My plan is to post a full chapter, maybe 30 pages or so, for free, then run a Kickstarter to fund the rest and then find a publisher who wants the book.

By summer, I'll also start writing my next graphic novel. No hiatus this time. I have a few ideas, but nothing I'm ready to announce just yet. 

I also have reached verbal agreement with a couple indy comix legends to work on compilation books they'll be producing this summer. That'll be fun.

Then come the Fall, the Trashed book tour kicks off. I've already agreed to be a featured guest at SPX, which is always a highlight. Looks like I'll be returning to the fabulous Miami Book Fest, too! Hopefully, I'll also be a part of the new comix fest at the Ohio State Cartoon Museum in November.  That would be very cool. 

In between promotional jaunts, I'll be wrapping up the pre-press work on True Stories: Volumes 2, 3 and 4. Those will all be coming out every two months starting in Spring 2016 from the fine folks at Alternative Comics. Maybe Volume 5, too. We'll have to see how much material I have. I'm very pleased at the reception Volume One received. It validates the 24 years I poured into the comic strip. Makes me feel very good, especially to bring it to readers who weren't familiar with my semi-obscure strip.

And, there could well be some big news with the My Friend Dahmer film. The screenplay was just named one of the hottest circulating in Hollywood. It's not something I'll have an active hand in, other than providing the source, but a great film can only help my comix, so fingers crossed. 

So all in all, I have more on my plate than I can handle in the coming year! From here on, I want to have several projects in various stages, so I never go 3 years between published works again.  I wish I was faster.
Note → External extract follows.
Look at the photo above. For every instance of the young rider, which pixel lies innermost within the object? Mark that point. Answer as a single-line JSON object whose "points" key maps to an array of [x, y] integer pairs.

Shit man, I want to produce as much work as I can in the time I have left. With my medical history, who knows how long that is? I don't worry about it, but I do feel a sense of urgency to make as many comix as I can. This is the downside of  not emerging until age 50. I wasted three decades of my career on other things. Well, ok, not wasted, because I had a lot of fun making a comic strip (for the most part) and, before that, I loved the beginning of my eight years as a political cartoonist, even if the last five years were an ever-bigger drag, and I did some good work in both those genres. I can't regret that stuff, because I wouldn't be the creator I am now if I hadn't done those things.  Still, it's hard not to wonder what if....?

But that's the past. All I care about is what's next. I'll live as large as I can. Work 'til you die! Should be a fun year.